Since the vaccine requires only one dose to be effective, it will dramatically increase the number of people who will be able to be vaccinated on a daily basis.

Johnson & Johnson is based in New Brunswick.

The review said the efficacy of the Johnson & Johnson vaccine against moderate to severe/critical COVID-19 across all geographic areas was 66.9% at least 14 days after the single dose vaccination. The review said the efficacy after 28 days was 66.1%. Both fall under the acceptable guidelines.

“There were no specific safety concerns identified in subgroup analyses by age, race, ethnicity, medical comorbidities, or prior SARS-CoV-2 infection,” the analysis said.

While the efficacy rate of the Johnson & Johnson vaccine was much lower than of the two-shot vaccines of both Pfizer and Moderna that currently have been approved, Dr.
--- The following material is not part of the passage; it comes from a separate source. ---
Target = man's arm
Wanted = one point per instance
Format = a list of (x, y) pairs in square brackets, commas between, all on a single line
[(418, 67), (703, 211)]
Richard Marlink, the director of the Rutgers Global Health Institute, told ROI-NJ that the J&J vaccine shot should not be viewed as being less effective.

“These are all home-run vaccines,” Marlink said. “You’re looking at the difference between a BMW and a Mercedes. They’re both unbelievably wonderful cars — and both are not just going to get me where I need to go, they’re going to get me there in style.

“This is not the difference between the old Pinto and a Cadillac.”

As of Tuesday at 4:10 p.m., the state is reporting that 1,713,580 vaccination shots have been given (1,183,627 first doses and 557,458 second doses).

Gov. Phil Murphy and other health officials have said a lack of doses is the main factor in keeping that number lower than is wanted.

When the Johnson & Johnson vaccine is allowed to hit the market, there not only will be more vaccines, but the fact it is a single shot will help the state move through the line faster.